Resource agent is stopped

A resource agent has failed to start and remains in the Stopped status.

Issue

In your Linux Pacemaker high-availability cluster for SAP HANA or SAP NetWeaver, a resource agent has reported an error in the cluster status. For example:

Failed Resource Actions:
   rsc_SAPHana_DV0_HDB00_start_0 on ha-node-02 'error' (1): call=91, status='complete', last-rc-change='Wed Oct 18 18:00:31 2023', queued=0ms, exec=19010ms

Diagnosis

If a running resource agent fails, then Pacemaker attempts to stop the agent and start it again. If the start operation fails for any reason, then Pacemaker sets the resource failcount to INFINITY and attempts to start the agent on another node.
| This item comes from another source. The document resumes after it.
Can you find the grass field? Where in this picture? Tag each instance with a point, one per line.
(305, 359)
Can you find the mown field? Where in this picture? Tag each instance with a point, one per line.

If the resource agent fails to start on any node, then the resource agent remains in the Stopped status.

To check the resource agent status, run the following command:

RHEL

pcs status

SLES

crm status

For SAP HANA, the following example shows the resource agent in the Stopped status on the node hana-b:

Full List of Resources:
  * STONITH-hana-a        (stonith:external/gcpstonith):   Started hana-b
  * STONITH-hana-b        (stonith:external/gcpstonith):   Started hana-a
  * Resource Group: g-primary:
    * rsc_vip_int-primary       (ocf::heartbeat:IPaddr2):        Started hana-a
    * rsc_vip_hc-primary        (ocf::heartbeat:anything):       Started hana-a
  * Clone Set: cln_SAPHanaTopology_DV0_HDB00 [rsc_SAPHanaTopology_DV0_HDB00]:
    * Started: [ hana-a hana-b ]
  * Clone Set: msl_SAPHana_DV0_HDB00 [rsc_SAPHana_DV0_HDB00] (promotable):
    * Masters: [ hana-a ]
    * Stopped: [ hana-b ]
  * STONITH-scaleup-majority    (stonith:external/gcpstonith):   Started hana-b

Solution

If a resource agent is in the Stopped status, then do the following:

  1. Manually start the resource agent by resetting the failcount:

    RHEL

    pcs resource cleanup RESOURCE_AGENT_NAME

    SLES

    crm resource cleanup RESOURCE_AGENT_NAME

    Replace RESOURCE_AGENT_NAME with the name of the resource agent. For example rsc_SAPHana_DV0_HDB00.

  2. Ensure that the status of the resource agent reaches status Started:

    crm_mon

    If the resource agent still fails to start, then gather the relevant diagnostic information and contact support.